Returning to the airfield following a local flight, the glider pilot made a broadcast on the CTAF that he was joining final 3NMs from the runway. At that time the tug was joining downwind, and its pilot heard the call. However, due to other radio traffic from airfields in the area broadcast area, the tug pilot did not hear the identity of the aerodrome called by the glider pilot and so did not associate it with his circuit. The tug pilot made a further radio call upon turning onto the base leg that was heard by the glider pilot, but the glider pilot did not hear what leg of the circuit was called and, because he could not see the tug, thought the tug was joining downwind. The glider then made a call on the CTAF to advise he was on final approach and number 1, but he did not receive an acknowledgement. Very shortly afterwards the glider pilot saw the tug on his left turning onto the base leg towards the glider and a little higher. The glider pilot reported being surprised by the tug’s position, as he had assumed it would be mid-downwind at that time. The glider pilot then lost sight of the tug as it went behind the glider, and called “Tug, I am just below you” three times – each call being a few seconds apart – but he did not hear a response. Shortly afterwards, he observed the tug turning away to the right about a wingspan to the right, and slightly above, the glider. The Tug pilot reported that he heard two carrier wave transmissions when on Base leg and then a voice call when the glider was very close to him on final approach, at which stage he took evasive action and conducted a go-around. A subsequent check of the radios in both aircraft’s proved they were serviceable, but while the FLARM in the glider was also serviceable and had the current firmware update, the unit in the tug had an unserviceable aerial. It was also identified that the tug FLARM did not have any audio warning. The tug FLARM was fixed, and a modification was made to provide an audio signal to the pilot’s headset.
• Several aerodromes in the area share the same frequency, and there was a lot of radio chatter heard from traffic at the other sites.
• As it was not a day conducive to cross-country flight, a glider joining final at 3NMs (5kms) was unusual.
• While the tug pilot heard an aircraft call final at 3NMs, he could not see an aircraft in that position and assumed it was an aircraft flying into another site.
• The glider pilot was unsure of the tug’s position when he heard the first call and did not consider calling the tow pilot to confirm.
• Although both aircraft had working radios, the tug pilot did not receive a clear voice transmission from the glider pilot until the tug was near the glider.
• Both aircraft were fitted with FLARMs, but neither pilot received a collision alert as the unit in the tug was faulty.

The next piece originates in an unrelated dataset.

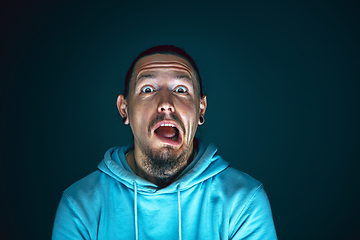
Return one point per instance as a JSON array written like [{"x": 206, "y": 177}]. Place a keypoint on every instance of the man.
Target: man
[{"x": 167, "y": 185}]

Subregulation 166C (1) of CAR requires that a broadcast be made to avoid the risk of collision if the aircraft is carrying a serviceable VHF radio and the pilot-in-command holds a radiotelephone qualification. When operating at busy uncontrolled airport, pilots are required to utilise alerted see-and-avoid procedures wherever possible in order to decrease the risk of collisions with other aircraft. Pilots, therefore, need to conduct an effective radio serviceability test and be able to recognise a possible radio failure. Pilots must be alert to the fact that they cannot assume that radio communication equipment is serviceable until two-way communications have been established. Pilots should take extra care to avoid any conflict by repeating broadcasts, or asking for confirmation from the other aircraft when unsure of its intentions or a message has not been understood. For further information, refer to CAAP 166-1 ‘Operations In the Vicinity of Non-Controlled Aerodromes’.